The companies who endorse Frankenreiter as a professional surfer are completely behind his decision to dive into the music industry. He not only plays his own shows and tours but he often plays music to people for openings of surfing tournaments and other events.

“It was a way to get the music out there to the people and just keep doing what I'm doing.”

Although he is comfortable and confident on the water, he hasn't always been at ease onstage.

“There are nights when I feel like I sound terrible, but I do what I do and I try to put a lot of passion and feeling into it.”

Frankenreiter started out playing guitar in bands while he was in high school and had eight-year career playing rhythm guitar in the band Peanut Butter & Jam. He is and always has been an all-around music fan so what better a band for him to play in than a cover band?

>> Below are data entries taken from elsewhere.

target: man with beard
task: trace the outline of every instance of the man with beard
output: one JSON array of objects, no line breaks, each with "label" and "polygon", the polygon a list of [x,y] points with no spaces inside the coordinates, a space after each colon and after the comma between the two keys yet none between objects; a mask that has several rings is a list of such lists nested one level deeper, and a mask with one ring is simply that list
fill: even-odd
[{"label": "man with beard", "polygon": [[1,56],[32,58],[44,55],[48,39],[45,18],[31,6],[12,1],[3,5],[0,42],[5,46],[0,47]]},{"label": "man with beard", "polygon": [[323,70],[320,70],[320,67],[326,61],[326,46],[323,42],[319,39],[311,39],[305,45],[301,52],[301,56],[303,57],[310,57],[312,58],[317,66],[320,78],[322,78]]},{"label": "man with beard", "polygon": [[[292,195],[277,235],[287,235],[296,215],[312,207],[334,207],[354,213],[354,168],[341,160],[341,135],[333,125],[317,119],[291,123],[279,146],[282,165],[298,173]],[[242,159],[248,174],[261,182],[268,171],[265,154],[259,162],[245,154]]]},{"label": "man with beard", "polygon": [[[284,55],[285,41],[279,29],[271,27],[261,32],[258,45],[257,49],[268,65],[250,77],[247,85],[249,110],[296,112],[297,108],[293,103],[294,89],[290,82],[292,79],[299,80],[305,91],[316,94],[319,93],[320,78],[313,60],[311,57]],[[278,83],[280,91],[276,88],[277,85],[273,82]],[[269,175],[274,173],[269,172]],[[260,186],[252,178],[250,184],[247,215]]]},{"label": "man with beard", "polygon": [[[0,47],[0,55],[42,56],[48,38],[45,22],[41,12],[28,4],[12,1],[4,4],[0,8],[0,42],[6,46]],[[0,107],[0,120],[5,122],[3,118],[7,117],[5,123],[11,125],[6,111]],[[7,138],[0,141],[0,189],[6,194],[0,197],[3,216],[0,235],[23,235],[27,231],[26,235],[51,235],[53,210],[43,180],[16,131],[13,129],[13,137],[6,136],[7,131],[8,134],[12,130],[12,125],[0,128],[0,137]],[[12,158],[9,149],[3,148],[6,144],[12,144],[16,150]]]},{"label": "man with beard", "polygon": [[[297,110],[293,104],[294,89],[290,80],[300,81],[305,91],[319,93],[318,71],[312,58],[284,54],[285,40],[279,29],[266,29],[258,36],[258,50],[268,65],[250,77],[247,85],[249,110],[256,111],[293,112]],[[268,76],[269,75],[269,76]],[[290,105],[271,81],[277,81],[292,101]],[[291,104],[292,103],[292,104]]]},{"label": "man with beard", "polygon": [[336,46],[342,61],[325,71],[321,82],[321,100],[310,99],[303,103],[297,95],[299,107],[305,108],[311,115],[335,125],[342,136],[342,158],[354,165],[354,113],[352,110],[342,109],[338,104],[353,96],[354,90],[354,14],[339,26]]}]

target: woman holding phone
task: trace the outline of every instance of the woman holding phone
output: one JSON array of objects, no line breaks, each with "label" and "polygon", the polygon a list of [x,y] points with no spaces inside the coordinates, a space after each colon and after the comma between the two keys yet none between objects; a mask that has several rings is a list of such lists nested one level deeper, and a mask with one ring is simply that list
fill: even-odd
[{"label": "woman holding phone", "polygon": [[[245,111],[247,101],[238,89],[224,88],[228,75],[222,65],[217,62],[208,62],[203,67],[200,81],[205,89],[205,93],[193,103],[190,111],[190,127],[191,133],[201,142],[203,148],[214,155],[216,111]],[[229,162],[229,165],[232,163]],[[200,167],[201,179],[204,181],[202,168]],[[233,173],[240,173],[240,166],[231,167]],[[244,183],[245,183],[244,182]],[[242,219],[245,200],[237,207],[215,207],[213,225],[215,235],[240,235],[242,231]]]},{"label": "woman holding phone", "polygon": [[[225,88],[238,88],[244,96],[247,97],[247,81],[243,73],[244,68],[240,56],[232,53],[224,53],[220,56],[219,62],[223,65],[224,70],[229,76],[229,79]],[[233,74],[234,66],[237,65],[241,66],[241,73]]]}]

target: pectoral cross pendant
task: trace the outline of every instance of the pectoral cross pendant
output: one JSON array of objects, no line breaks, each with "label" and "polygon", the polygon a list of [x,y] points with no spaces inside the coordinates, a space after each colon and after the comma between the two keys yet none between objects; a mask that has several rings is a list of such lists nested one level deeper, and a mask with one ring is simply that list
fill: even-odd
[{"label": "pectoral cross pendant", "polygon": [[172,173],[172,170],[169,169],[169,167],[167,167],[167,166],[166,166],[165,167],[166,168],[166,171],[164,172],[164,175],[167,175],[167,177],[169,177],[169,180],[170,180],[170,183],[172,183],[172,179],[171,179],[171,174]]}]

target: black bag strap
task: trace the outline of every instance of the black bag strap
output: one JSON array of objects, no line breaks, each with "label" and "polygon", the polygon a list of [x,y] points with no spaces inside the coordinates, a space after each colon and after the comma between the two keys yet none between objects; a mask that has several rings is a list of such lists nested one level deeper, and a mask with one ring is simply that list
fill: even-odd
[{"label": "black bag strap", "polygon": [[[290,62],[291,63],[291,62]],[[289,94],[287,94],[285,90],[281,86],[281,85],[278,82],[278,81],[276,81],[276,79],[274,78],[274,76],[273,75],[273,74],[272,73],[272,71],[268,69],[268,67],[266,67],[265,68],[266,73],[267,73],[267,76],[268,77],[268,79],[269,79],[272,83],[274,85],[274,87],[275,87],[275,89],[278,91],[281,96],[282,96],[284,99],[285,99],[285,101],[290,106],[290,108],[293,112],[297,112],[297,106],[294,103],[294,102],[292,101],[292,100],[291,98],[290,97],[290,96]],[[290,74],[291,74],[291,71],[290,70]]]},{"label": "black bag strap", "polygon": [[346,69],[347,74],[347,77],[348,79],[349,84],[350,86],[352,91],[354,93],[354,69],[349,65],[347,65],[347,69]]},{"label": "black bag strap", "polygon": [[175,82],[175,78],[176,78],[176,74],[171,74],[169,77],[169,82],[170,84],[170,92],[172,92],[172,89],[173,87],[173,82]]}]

That's what he thought at first but after about six years in the jam band, he felt like he was becoming “a human juke-box” and wanted a change. During that time he would write songs for his wife, Petra, and sing to her in the privacy of their living room.

He credits Petra for actually encouraging him to leave his band and pursue a solo career using the love songs he wrote for her. About another two years went by before Frankenreiter had the confidence to leave his band.

Johnson started Brushfire Recordings a year after Frankenreiter left his jam band and the two teamed up to record. Between pro surfing and playing music he only found the time to write a few songs for his wife and eventually those songs would become his first album.

“There shouldn't be too much thought and trippy-ness about songwriting, it should just kinda happen.”

It was much different recording Move by Yourself than it was the last because he actually had a concrete band (Matt Grundy/bass, Craig Barnette/drums) to back him up, equipped with the new addition of keyboardist Eric Brigmond. Frankenreiter attributed the funky-soulful pop vibe of this album to the band.

“They have definitely sonically shaped the vibe of this record and I couldn't have done it without them.”

The line-up was not the only difference on this album. Recorded in St. Augustine with Jim DiVito at his all analog studio, the album has a minimally produced, back-porch vibe that Frankenreiter loves. He wanted listeners to feel like they were in the room with the band.

“I really love recording and if I get to do one more album after this, that will be true success to me.”